Keywords

1 Introduction

Video capsule endoscopy (VCE) enables the examination of the whole gastrointestinal (GI) tract in a non-invasive way. It is performed with a swallowable capsule endoscope (CE), which captures colour images during its approx. 12 h battery lifetime. Today’s commercial CEs are passive, in the sense that they are moving by exploiting both the gravity and the peristaltic motion of the GI tract. However, several research prototypes have been proposed for active, robotic capsule endoscopy, which will enable thorougher examinations, easier lesion localization, and drug infusion [1].

A major issue that is still unresolved, both in passive and active VCE is that it requires a lot of human effort for manually reviewing of the produced videos. Typically, each individual review lasts 45–90 min, during which, the reviewer’s concentration should remain undivided for a careful inspection of the output video [2]. Such a tiring procedure is prone to human errors; a fact with serious consequences in the diagnostic yield, which is alarmingly low [3].

In order to cope with this problem, automated lesion detection methods based on computer vision algorithms have been proposed [4]. Most of these methods exploit supervised machine learning methodologies, capable of learning what is defined as normal and what is defined as an abnormal finding within the VCE video. The generation of datasets for training the learning machines requires that experts indicate which pixels correspond to normal or abnormal tissues within the VCE images. Considering that the videos produced by a VCE examination are composed of thousands of frames (usually of the order of 104), such a pixel-wise annotation task can prove very time-consuming and discouraging for annotation of large datasets by the experts.

A promising solution that could alleviate this problem is weakly-supervised learning, which involves training of a learning machine using weakly annotated data [5, 6]. In this paper weakly supervised learning is considered using images annotated at image-level instead of pixel-level. This way, a binary semantic label is assigned per video frame indicating whether its content is normal or abnormal. A drawback of such an approach is that the abnormal images can be tracked, but the localization of the lesion(s) within each abnormal frame remains a challenge. However, it is much more significant for the system to robustly detect which frames contain possible lesions than to localize the lesion within these frames, since this can be much easier done by the video reviewers.

The Bag-of-Words or Bag-of-Visual Words (BoW/BoVW) can be considered as a weakly supervised model built upon the notion of visual vocabularies. A visual vocabulary may be seen as a set of “exemplar” image patches (visual words), in terms of which any given image may be described. Typically, this vocabulary is built using a large corpus of representative images of the domain of interest and should be closely related to the problem at hand. The vocabulary may be seen as a means of quantization of the feature space i.e., the one of the local descriptors. Any unseen descriptor may then be easily quantized to its nearest visual word. The description of the whole image is formed by a histogram, counting the appearances of each visual word within it. Apart from the obvious advantage of BoW, i.e., that can be used as a weakly supervised approach as it has already been discussed, it also provides a fixed-size representation, a useful property for tasks such as classification using traditional classifiers e.g., feed-forward neural networks, support vector machines etc. Finally, the visual description provided by BoW may also be used on tasks such as inverted file indexing [7], visual retrieval etc.

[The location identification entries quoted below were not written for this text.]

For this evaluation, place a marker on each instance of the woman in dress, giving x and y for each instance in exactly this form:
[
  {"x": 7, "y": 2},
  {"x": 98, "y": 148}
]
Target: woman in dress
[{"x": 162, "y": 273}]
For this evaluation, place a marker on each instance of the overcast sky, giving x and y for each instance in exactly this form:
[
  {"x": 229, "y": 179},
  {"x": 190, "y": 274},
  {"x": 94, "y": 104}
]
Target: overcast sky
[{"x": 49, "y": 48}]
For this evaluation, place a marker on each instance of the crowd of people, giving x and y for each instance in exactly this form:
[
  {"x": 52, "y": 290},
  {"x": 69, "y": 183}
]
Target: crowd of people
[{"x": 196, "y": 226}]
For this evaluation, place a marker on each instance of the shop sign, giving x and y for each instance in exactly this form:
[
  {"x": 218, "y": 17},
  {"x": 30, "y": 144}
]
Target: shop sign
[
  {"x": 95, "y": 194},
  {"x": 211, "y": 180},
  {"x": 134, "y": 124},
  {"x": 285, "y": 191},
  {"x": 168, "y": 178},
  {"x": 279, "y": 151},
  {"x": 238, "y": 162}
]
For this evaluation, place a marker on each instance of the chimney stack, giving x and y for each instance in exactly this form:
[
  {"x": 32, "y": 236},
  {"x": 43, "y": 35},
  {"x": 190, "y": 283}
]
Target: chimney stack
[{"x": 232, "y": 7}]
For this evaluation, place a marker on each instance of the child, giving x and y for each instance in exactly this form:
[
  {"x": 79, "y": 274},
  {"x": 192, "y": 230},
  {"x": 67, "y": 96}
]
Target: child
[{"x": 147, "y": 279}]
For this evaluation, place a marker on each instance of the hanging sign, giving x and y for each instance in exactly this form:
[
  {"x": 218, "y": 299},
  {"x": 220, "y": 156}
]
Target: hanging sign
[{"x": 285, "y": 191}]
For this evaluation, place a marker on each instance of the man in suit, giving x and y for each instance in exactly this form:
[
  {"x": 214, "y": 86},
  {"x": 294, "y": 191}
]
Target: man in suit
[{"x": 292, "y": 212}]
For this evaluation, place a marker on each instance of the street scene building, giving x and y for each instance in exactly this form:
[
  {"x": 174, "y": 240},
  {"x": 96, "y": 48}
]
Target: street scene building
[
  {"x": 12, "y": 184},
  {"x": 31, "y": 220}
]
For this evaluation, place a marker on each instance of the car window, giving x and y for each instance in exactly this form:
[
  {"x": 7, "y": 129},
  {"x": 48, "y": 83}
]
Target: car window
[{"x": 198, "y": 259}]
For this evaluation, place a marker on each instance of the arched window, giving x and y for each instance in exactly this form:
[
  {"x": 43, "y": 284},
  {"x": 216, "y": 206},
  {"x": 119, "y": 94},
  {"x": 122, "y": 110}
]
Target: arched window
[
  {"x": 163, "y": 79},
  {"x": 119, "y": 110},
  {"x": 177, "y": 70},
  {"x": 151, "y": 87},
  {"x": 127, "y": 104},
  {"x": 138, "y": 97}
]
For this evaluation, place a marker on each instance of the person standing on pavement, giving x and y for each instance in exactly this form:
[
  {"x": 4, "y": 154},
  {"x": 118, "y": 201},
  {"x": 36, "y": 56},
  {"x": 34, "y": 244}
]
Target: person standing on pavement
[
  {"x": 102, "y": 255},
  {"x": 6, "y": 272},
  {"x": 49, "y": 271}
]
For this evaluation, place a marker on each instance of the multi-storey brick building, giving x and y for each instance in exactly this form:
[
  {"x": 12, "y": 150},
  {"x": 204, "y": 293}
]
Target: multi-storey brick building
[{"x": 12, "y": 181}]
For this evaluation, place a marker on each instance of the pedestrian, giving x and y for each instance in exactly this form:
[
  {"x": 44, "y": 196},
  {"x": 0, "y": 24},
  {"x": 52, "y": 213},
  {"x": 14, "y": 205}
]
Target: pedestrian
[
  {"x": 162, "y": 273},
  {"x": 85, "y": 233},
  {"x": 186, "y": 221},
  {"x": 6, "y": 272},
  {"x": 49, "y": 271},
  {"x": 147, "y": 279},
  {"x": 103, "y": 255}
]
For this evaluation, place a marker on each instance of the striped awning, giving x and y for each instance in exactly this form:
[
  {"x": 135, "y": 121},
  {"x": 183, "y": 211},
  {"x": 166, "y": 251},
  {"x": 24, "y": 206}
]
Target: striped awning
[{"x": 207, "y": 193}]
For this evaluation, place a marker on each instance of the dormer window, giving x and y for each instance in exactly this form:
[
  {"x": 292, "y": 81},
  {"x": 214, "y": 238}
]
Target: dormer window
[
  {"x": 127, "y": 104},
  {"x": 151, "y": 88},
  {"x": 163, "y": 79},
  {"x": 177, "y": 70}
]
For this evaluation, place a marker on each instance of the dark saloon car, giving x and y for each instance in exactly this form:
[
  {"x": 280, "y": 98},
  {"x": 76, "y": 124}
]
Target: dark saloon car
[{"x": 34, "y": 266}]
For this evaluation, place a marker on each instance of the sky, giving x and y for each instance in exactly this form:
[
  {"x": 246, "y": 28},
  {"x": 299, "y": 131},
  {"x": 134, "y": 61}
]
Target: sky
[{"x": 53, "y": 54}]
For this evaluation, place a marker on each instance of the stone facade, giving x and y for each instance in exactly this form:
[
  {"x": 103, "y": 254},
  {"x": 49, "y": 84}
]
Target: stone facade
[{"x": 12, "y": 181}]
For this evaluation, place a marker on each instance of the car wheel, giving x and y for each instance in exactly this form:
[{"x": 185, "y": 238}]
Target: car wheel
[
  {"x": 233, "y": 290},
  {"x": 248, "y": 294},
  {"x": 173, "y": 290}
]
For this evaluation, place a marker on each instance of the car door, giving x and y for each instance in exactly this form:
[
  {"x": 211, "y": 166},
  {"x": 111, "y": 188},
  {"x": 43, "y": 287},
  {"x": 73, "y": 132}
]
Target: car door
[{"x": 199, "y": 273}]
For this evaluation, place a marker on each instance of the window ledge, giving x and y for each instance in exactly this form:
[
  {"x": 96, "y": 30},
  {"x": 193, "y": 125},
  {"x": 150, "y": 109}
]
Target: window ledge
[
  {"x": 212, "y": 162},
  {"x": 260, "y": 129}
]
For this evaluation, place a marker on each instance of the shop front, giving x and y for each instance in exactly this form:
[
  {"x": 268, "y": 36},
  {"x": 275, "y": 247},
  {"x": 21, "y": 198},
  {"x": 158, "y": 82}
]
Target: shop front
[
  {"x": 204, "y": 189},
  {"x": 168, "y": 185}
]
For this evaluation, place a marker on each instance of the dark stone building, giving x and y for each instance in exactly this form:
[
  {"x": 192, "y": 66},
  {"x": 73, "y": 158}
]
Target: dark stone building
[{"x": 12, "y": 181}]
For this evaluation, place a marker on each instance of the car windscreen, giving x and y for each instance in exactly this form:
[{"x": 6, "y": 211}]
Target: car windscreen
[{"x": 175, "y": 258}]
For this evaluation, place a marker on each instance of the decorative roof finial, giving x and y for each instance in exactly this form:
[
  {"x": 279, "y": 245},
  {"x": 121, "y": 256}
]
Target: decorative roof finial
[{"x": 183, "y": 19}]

An early application of BoW in capsule endoscopy has been investigated using speeded-up robust features (SURF) for polyp detection [8]. In [9] the performance of BoW was investigated using scale-invariant feature transform features (SIFT) and local binary patterns (LBP) for ulcer detection. A more complex feature extraction scheme for the construction required in BoW was proposed in [10]. This scheme was applied for polyp detection and includes extraction of SIFT, LBP, uniform LBP and histogram of oriented gradients (HoG) features from neighbourhoods of salient points detected using the SIFT key-point detector. In the context of bleeding detection, colour histograms extracted from various colour spaces were considered [11]. Colour along with textural information has also been exploited in [12] for detection of gastric and oesophageal cancer, gastritis, and oesophagitis. In that study superpixel segmentation was exploited for estimation of image descriptors from homogeneous regions. As in [12] the descriptors considered include colour histograms from various colour spaces as well as LBP-based textural signatures. Most of the aforementioned approaches are based on support vector machine (SVM) classifiers.

The BoW model was also exploited in the context of unsupervised segmentation of capsule endoscopy videos, based on probabilistic latent semantic analysis (pLSA) [13]. In the context of the analysis of higher resolution endoscopic images, BoW models have been proposed for browsing endoscopic imagery by semantic information [14], colonoscopy image classification [15], and classification of images obtained using chromo-endoscopy and narrow-band imaging techniques.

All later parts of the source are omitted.